The fitness world has seen plenty of innovations over the years, but few have turned heads quite like the latest concept emerging from the Gulf region.
According to sources, a new kind of post-workout lounge is taking shape inside and alongside gyms across Saudi Arabia and the UAE. Members can settle into a chair, pick up a hose, and inhale their recovery supplements rather than swallow them.
GymNation, the regional fitness chain behind the idea, is introducing what it calls protein hookah lounges as dedicated chill-out zones for gym-goers looking for a different kind of cooldown. According to the company, there is no tobacco involved and no nicotine either.
Instead, the mixture is built around a herbal and molasses base, into which whey protein, creatine, branched-chain amino acids, and pre-workout compounds are blended. The rollout is set to begin in Riyadh before expanding to Dubai, Abu Dhabi, Jeddah, and Bahrain, positioning the concept as both a wellness feature and a social experience inside the gym environment.
Video demonstrations of the setup show users inhaling flavored vapor through a traditional shisha-style device while relaxing after training, much like a recovery lounge. The idea is marketed as a faster, more convenient way to deliver nutrients after exercise, eliminating the need to mix shakes or consume supplements immediately after a workout.
However, the science behind inhaling protein has already started controversy. According to sources, some medical professionals note that while certain medications can be delivered through the nose or lungs, those d**gs typically consist of very small, fat-soluble molecules specifically designed to cross biological membranes.
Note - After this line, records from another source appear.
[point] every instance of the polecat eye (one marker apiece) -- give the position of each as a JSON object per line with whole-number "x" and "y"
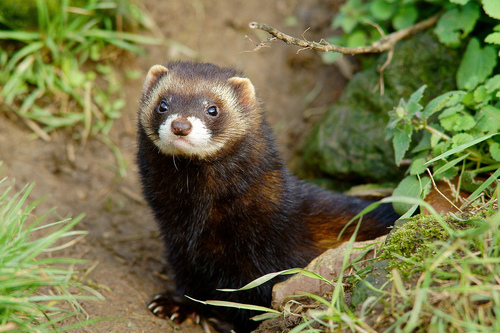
{"x": 162, "y": 107}
{"x": 212, "y": 111}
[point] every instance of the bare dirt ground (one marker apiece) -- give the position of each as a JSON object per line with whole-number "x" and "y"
{"x": 122, "y": 239}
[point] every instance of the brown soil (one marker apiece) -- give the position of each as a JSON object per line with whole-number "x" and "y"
{"x": 122, "y": 236}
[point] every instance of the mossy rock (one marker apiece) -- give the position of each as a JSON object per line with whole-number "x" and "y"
{"x": 348, "y": 143}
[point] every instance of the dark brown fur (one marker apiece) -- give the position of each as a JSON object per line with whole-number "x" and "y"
{"x": 238, "y": 214}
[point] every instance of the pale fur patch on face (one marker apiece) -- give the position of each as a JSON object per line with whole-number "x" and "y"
{"x": 198, "y": 143}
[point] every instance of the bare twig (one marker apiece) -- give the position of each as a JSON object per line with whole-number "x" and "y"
{"x": 384, "y": 44}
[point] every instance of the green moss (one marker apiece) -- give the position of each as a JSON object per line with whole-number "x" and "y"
{"x": 348, "y": 143}
{"x": 415, "y": 240}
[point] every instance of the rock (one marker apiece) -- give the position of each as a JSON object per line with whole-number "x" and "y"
{"x": 328, "y": 265}
{"x": 348, "y": 143}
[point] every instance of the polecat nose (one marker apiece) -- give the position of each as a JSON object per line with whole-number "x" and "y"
{"x": 181, "y": 127}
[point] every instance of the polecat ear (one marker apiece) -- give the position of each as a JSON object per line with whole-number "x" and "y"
{"x": 154, "y": 74}
{"x": 244, "y": 89}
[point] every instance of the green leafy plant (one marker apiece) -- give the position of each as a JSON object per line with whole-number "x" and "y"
{"x": 454, "y": 135}
{"x": 35, "y": 288}
{"x": 60, "y": 75}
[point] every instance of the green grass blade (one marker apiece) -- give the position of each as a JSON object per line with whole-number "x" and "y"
{"x": 460, "y": 148}
{"x": 235, "y": 305}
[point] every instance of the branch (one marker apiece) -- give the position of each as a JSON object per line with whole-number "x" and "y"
{"x": 384, "y": 44}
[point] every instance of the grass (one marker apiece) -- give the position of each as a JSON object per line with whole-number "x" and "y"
{"x": 61, "y": 74}
{"x": 443, "y": 275}
{"x": 37, "y": 291}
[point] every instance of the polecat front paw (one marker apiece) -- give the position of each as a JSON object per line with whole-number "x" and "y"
{"x": 165, "y": 306}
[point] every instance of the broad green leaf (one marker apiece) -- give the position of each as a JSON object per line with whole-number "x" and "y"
{"x": 401, "y": 142}
{"x": 448, "y": 165}
{"x": 413, "y": 108}
{"x": 451, "y": 110}
{"x": 480, "y": 94}
{"x": 492, "y": 8}
{"x": 405, "y": 17}
{"x": 493, "y": 38}
{"x": 411, "y": 187}
{"x": 457, "y": 23}
{"x": 448, "y": 173}
{"x": 458, "y": 122}
{"x": 461, "y": 139}
{"x": 381, "y": 9}
{"x": 492, "y": 84}
{"x": 357, "y": 38}
{"x": 476, "y": 66}
{"x": 417, "y": 166}
{"x": 495, "y": 151}
{"x": 417, "y": 95}
{"x": 438, "y": 103}
{"x": 492, "y": 112}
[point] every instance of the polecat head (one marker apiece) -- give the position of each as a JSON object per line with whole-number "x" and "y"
{"x": 196, "y": 109}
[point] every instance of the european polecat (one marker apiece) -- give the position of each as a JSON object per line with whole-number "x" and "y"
{"x": 228, "y": 209}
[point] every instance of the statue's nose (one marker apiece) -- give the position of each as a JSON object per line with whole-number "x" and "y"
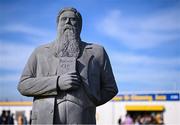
{"x": 67, "y": 20}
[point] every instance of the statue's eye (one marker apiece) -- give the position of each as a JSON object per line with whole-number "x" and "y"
{"x": 64, "y": 18}
{"x": 73, "y": 19}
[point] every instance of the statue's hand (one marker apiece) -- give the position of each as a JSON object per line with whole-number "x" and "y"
{"x": 69, "y": 81}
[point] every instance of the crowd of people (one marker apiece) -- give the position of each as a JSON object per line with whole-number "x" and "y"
{"x": 142, "y": 119}
{"x": 8, "y": 118}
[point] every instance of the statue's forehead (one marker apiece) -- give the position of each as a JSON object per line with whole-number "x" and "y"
{"x": 68, "y": 14}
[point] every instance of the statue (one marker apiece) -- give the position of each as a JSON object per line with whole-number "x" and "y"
{"x": 67, "y": 78}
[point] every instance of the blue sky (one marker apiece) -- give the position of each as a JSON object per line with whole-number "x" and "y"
{"x": 142, "y": 38}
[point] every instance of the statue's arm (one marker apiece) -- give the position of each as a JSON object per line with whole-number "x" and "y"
{"x": 108, "y": 84}
{"x": 30, "y": 85}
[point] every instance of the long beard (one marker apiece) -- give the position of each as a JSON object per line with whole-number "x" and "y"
{"x": 68, "y": 43}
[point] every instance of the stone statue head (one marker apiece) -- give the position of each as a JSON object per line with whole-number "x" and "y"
{"x": 74, "y": 19}
{"x": 69, "y": 24}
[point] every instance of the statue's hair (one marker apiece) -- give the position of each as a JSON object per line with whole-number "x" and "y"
{"x": 78, "y": 15}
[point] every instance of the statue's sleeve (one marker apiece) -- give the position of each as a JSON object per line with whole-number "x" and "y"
{"x": 108, "y": 84}
{"x": 30, "y": 85}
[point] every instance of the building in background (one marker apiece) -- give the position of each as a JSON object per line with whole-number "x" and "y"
{"x": 156, "y": 108}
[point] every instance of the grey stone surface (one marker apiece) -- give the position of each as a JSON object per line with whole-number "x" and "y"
{"x": 68, "y": 78}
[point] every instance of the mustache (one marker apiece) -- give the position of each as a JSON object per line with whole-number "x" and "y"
{"x": 70, "y": 27}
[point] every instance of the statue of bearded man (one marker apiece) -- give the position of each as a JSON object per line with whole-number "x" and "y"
{"x": 68, "y": 78}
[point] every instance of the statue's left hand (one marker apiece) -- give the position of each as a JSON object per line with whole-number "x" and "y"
{"x": 69, "y": 81}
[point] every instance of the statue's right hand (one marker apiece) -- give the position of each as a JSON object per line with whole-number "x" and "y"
{"x": 69, "y": 81}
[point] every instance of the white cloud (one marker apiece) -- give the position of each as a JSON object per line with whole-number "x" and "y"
{"x": 142, "y": 32}
{"x": 32, "y": 34}
{"x": 14, "y": 56}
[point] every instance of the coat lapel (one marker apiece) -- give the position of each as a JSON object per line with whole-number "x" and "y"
{"x": 83, "y": 62}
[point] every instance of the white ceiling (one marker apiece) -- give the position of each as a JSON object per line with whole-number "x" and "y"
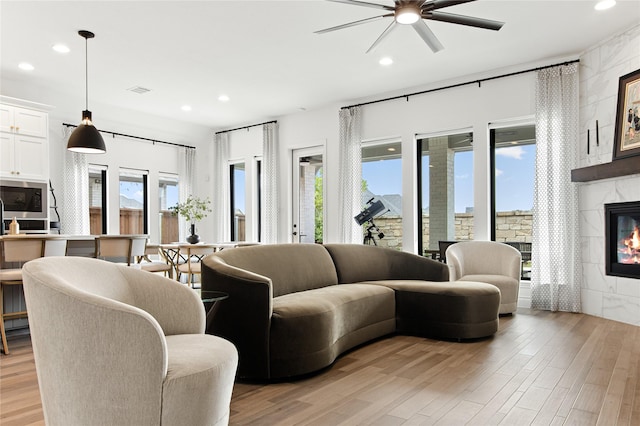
{"x": 264, "y": 54}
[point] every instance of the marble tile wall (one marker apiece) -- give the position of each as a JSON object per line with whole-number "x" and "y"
{"x": 605, "y": 296}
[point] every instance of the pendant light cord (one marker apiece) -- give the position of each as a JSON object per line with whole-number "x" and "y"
{"x": 86, "y": 73}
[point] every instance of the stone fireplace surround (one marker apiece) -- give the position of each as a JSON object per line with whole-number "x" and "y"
{"x": 612, "y": 297}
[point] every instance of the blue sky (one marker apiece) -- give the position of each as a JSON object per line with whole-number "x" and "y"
{"x": 514, "y": 178}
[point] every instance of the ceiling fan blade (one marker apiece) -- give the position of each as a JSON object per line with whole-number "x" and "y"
{"x": 463, "y": 20}
{"x": 439, "y": 4}
{"x": 427, "y": 35}
{"x": 385, "y": 33}
{"x": 364, "y": 3}
{"x": 352, "y": 24}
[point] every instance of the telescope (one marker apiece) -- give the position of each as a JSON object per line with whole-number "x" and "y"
{"x": 370, "y": 212}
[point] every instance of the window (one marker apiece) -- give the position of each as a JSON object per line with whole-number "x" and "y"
{"x": 133, "y": 202}
{"x": 445, "y": 189}
{"x": 513, "y": 153}
{"x": 168, "y": 197}
{"x": 382, "y": 181}
{"x": 97, "y": 199}
{"x": 238, "y": 202}
{"x": 259, "y": 199}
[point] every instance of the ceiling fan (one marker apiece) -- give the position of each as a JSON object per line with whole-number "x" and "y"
{"x": 407, "y": 12}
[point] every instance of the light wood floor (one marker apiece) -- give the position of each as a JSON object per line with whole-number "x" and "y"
{"x": 540, "y": 368}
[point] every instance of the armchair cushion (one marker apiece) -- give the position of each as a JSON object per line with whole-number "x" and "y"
{"x": 117, "y": 345}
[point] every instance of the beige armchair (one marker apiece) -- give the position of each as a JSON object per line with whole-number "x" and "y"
{"x": 119, "y": 346}
{"x": 488, "y": 262}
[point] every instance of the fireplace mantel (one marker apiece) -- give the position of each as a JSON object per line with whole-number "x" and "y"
{"x": 622, "y": 167}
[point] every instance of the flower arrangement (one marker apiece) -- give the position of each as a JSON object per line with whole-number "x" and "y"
{"x": 193, "y": 209}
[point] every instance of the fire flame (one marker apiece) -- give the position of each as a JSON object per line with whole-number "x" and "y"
{"x": 630, "y": 247}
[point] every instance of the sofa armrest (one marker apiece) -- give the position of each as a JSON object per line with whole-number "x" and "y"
{"x": 245, "y": 317}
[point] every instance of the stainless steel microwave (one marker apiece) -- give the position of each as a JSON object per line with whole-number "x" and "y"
{"x": 26, "y": 200}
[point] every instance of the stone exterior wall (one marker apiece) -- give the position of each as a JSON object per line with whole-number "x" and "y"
{"x": 511, "y": 226}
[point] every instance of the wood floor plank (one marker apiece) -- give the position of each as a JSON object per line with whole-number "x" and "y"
{"x": 541, "y": 368}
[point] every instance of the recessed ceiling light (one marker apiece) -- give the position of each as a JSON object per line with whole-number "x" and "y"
{"x": 605, "y": 4}
{"x": 25, "y": 66}
{"x": 61, "y": 48}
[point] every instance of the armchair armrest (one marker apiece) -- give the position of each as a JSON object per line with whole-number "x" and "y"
{"x": 177, "y": 308}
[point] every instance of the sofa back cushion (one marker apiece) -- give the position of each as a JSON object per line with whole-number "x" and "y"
{"x": 357, "y": 263}
{"x": 291, "y": 267}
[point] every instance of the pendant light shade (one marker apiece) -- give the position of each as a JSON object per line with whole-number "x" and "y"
{"x": 86, "y": 138}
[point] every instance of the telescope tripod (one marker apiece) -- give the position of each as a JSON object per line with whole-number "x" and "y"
{"x": 369, "y": 238}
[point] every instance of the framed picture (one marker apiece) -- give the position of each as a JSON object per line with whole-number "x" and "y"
{"x": 627, "y": 132}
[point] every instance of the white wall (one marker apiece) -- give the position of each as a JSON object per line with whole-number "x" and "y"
{"x": 605, "y": 296}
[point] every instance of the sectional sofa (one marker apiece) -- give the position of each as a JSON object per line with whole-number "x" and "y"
{"x": 294, "y": 308}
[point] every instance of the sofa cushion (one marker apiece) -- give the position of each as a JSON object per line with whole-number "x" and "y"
{"x": 507, "y": 285}
{"x": 291, "y": 267}
{"x": 458, "y": 310}
{"x": 356, "y": 263}
{"x": 310, "y": 329}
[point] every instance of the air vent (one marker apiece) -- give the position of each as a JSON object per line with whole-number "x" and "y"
{"x": 139, "y": 90}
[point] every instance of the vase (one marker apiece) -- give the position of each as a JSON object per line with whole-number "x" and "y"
{"x": 193, "y": 238}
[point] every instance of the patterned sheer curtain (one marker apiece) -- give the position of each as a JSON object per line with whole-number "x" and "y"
{"x": 186, "y": 187}
{"x": 350, "y": 175}
{"x": 221, "y": 188}
{"x": 74, "y": 215}
{"x": 270, "y": 176}
{"x": 556, "y": 271}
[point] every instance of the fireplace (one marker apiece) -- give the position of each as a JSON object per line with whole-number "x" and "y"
{"x": 622, "y": 238}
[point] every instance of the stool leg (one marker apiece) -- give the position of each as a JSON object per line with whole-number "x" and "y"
{"x": 5, "y": 347}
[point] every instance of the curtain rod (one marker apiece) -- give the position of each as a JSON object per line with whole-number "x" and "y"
{"x": 246, "y": 127}
{"x": 460, "y": 84}
{"x": 114, "y": 134}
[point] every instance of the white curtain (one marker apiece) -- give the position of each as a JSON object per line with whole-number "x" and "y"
{"x": 186, "y": 187}
{"x": 74, "y": 214}
{"x": 350, "y": 175}
{"x": 270, "y": 179}
{"x": 221, "y": 201}
{"x": 556, "y": 265}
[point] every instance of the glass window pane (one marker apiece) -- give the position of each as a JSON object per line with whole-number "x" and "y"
{"x": 131, "y": 204}
{"x": 96, "y": 208}
{"x": 168, "y": 197}
{"x": 238, "y": 202}
{"x": 515, "y": 153}
{"x": 447, "y": 190}
{"x": 382, "y": 181}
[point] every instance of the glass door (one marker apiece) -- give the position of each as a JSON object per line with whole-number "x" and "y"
{"x": 308, "y": 196}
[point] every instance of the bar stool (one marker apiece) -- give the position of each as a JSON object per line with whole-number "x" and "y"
{"x": 119, "y": 247}
{"x": 147, "y": 264}
{"x": 20, "y": 249}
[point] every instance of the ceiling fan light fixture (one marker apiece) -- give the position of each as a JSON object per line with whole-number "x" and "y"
{"x": 408, "y": 14}
{"x": 86, "y": 139}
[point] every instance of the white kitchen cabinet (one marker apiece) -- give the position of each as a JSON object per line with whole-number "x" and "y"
{"x": 23, "y": 121}
{"x": 24, "y": 144}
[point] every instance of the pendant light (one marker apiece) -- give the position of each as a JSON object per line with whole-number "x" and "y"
{"x": 86, "y": 138}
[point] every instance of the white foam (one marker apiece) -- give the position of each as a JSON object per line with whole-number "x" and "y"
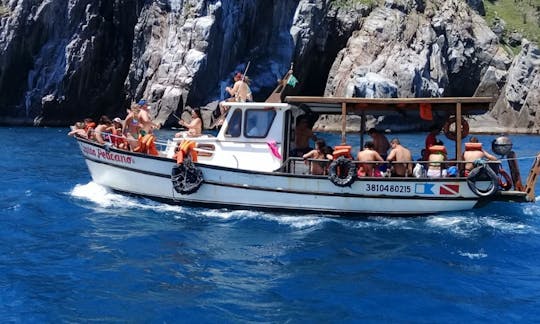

Protein, by contrast, is a large and complex molecule. The human digestive system has evolved over thousands of years to break proteins down into smaller components before absorption, a process the lungs are not built to perform.
That distinction helps explain why inhalers work for conditions like asthma. The medication acts directly on the lungs to reduce inflammation rather than relying on absorption into the bloodstream.
By the same logic, inhaled protein would likely behave differently from protein consumed through food or supplements. Therefore, the claims about rapid absorption are certainly controversial.